The best suggestion I had (from Yves via Twitter) was for the Dell XPS 12 convertible. I hadn’t even considered another Dell and I’ve never much liked the look of the XPS with its flimsy-seeming flippy screen and nasty keytop font, but when I tried one I found it was much better than I’d thought — the keyboard feels really good and the screen has a proper resolution. But it’s just that bit too big, an inch wider than my old laptop, so it won’t fit in a couple of bags that I use, and that annoys me. Add the dodgy font and that’s enough to put me off it.

Toshiba make a surprisingly interesting sliding convertible, the Satellite U920t. This is a bit like Sony’s Vaio Duo sliders, a bit less slick to convert, but with a tough-looking adjustable hinge. Again it’s a bit too big and it only has a 1366×768 screen, but it has a satisfyingly solid feel and a better keyboard than I’d expected (Toshiba have previously made the worst laptop keyboard I’ve ever used).

Most of the tablet convertibles out there, those with a tablet that slots into a keyboard dock, have the disadvantage of falling over backwards when you poke the screen. So I didn’t go for one of those.

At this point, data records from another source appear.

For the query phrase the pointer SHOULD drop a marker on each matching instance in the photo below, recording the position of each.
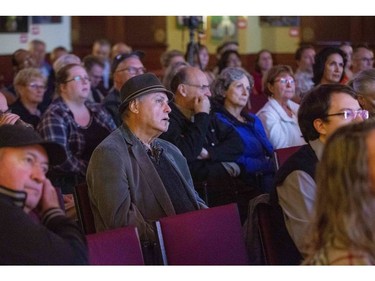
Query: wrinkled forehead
(3, 102)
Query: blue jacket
(258, 151)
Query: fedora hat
(140, 85)
(19, 135)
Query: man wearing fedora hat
(24, 160)
(135, 178)
(124, 67)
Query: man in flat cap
(24, 160)
(124, 67)
(135, 178)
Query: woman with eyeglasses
(30, 86)
(329, 66)
(231, 92)
(279, 114)
(76, 123)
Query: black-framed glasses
(285, 81)
(200, 87)
(37, 87)
(79, 78)
(133, 70)
(352, 114)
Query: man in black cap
(124, 66)
(24, 160)
(135, 178)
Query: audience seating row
(211, 236)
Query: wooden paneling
(332, 30)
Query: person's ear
(320, 126)
(270, 87)
(361, 101)
(182, 90)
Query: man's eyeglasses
(352, 114)
(78, 78)
(285, 81)
(200, 87)
(133, 70)
(37, 87)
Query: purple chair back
(205, 237)
(119, 246)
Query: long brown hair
(345, 201)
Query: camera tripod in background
(193, 23)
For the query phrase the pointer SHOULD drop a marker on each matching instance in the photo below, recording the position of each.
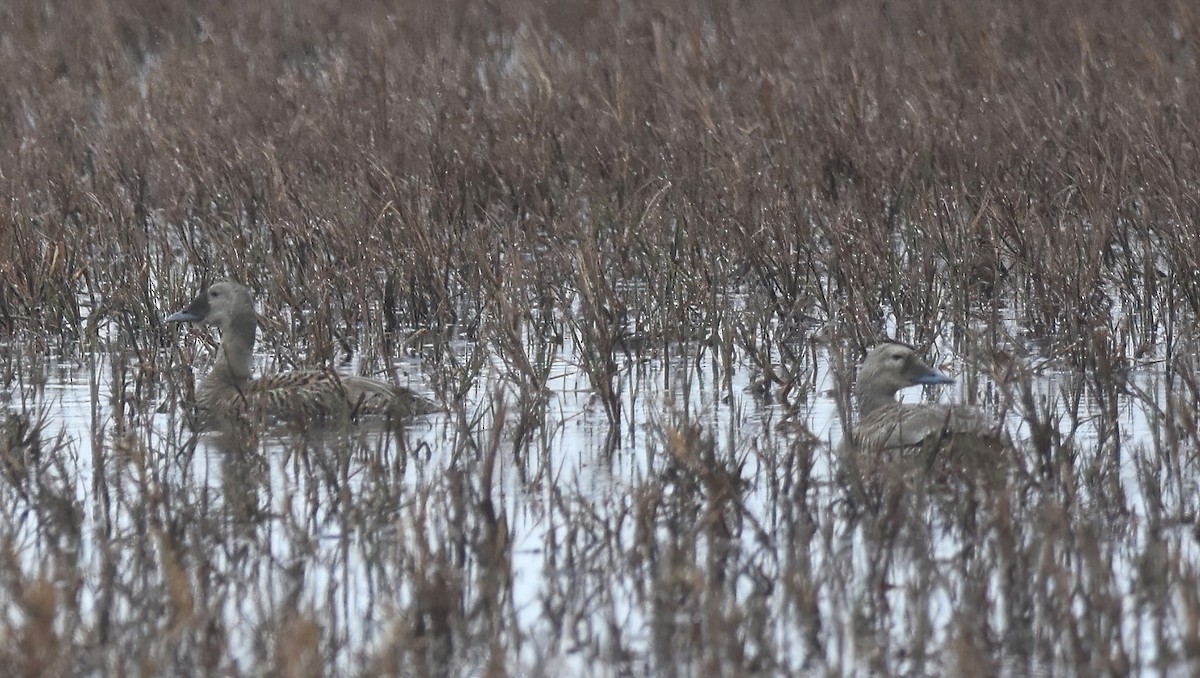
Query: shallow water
(712, 531)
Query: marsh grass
(636, 251)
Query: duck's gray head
(893, 366)
(225, 305)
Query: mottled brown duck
(232, 394)
(885, 424)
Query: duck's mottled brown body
(885, 424)
(229, 394)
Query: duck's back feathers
(899, 426)
(305, 397)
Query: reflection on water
(712, 532)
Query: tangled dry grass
(678, 223)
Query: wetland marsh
(636, 253)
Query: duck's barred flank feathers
(229, 396)
(885, 424)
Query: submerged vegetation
(636, 252)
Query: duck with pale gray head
(231, 394)
(885, 424)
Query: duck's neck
(232, 366)
(873, 400)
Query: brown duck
(886, 424)
(231, 393)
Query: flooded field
(466, 543)
(635, 255)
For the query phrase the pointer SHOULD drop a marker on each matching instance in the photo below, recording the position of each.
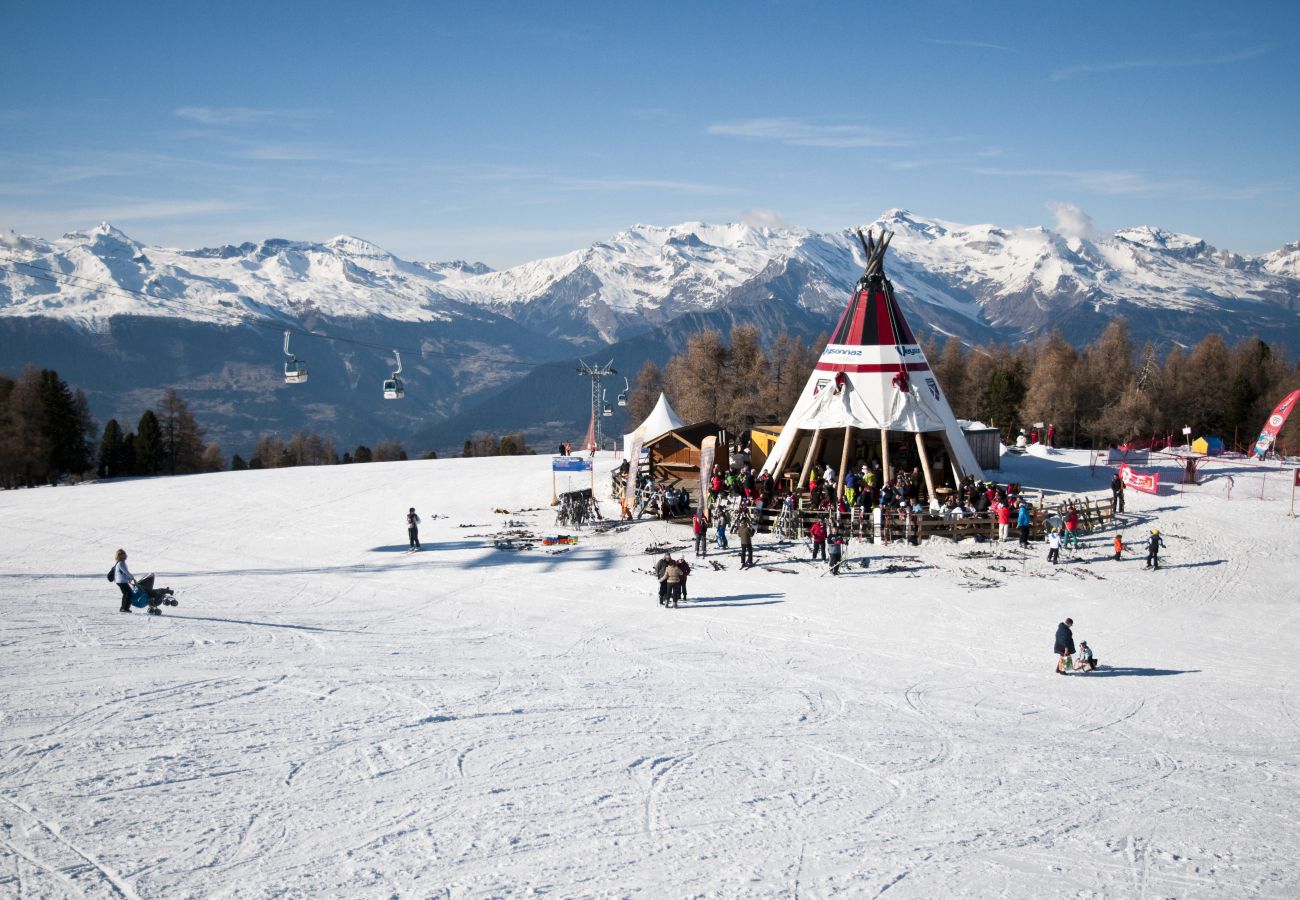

I compromised on the screen resolution, and bought the Lenovo Yoga 11s.

Apart from the screen, so far it’s fantastic. Beautifully assembled and with a nice keyboard and soft palmrests. Ooh, the palmrests.

The 1366×768 screen is a pity, especially in Windows 8 which doesn’t use subpixel antialiasing in many places (presumably because it has to handle screen rotation). If Lenovo do get around to making a version with a better screen, I will sell this one and buy it. In the meantime, I hope it will do me nicely enough.